The answer you gave in your edit is not the answer to your original question. It's the (almost but not quite correct) answer to the question "What is the expected value of the number of sequences 4213433 occurring if I throw a four-sided die $4.5\times 10^6$ times?" This is in fact a much easier question because of the linearity of expectation. You don't have to worry about correlations, you can just add up the expectation values for each of the slots at which the sequence might occur. However, there aren't $4.5\times10^6$ of these, only $4.5\times10^6-6$, so the expected number of occurrences is actually $(4.5\times10^6-6)/4^7$, but that's the same up to the decimal places you specified.

Your original question is a bit harder, since to find the probability of at least one such sequence occurring, you need to take into account that the events of the sequence occurring in overlapping slots aren't independent. For instance, the probability of getting the sequence 44 at least once if you roll the die $3$ times is $7/4^3$, whereas the probability of getting the sequence $43$ at least once is $8/4^3$, even though the expected number of occurrences in both cases is $2/4^2$.

2

I've used Mr. Gulko's formula above to work several problems by hand, and I've also compared the results given by his formula to brute force computations done by Python script. I can confirm that his formula returns correct results. However, it requires one minor tweak.

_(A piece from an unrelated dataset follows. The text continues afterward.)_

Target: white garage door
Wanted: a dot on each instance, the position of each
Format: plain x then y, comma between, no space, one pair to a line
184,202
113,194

Given an alphabet of size $a$ (e.g., $a=4$ for the alphabet {a,b,c,d}), the probability that a non-overlapping word of length $w$ appears one or more times in a sequence of $n$ randomly chosen letters is given by

$$P=\frac{1}{a^n}\sum_{j=1}^{\left\lfloor \frac{n}{w} \right\rfloor}(-1)^{j+1}a^{n-wj}\binom{n-wj+j}{j}$$

This solution is basically identical to Mr. Gulko's solution given above, with one exception: I have replaced

$$\binom{n-wj+1}{j}$$

with

$$\binom{n-wj+j}{j}$$

This change is necessary because as $j$ increments, we need to compute the number of ways we can place $j$ words in $n-wj+j$ slots, not $j$ words in $n-wj+1$ slots.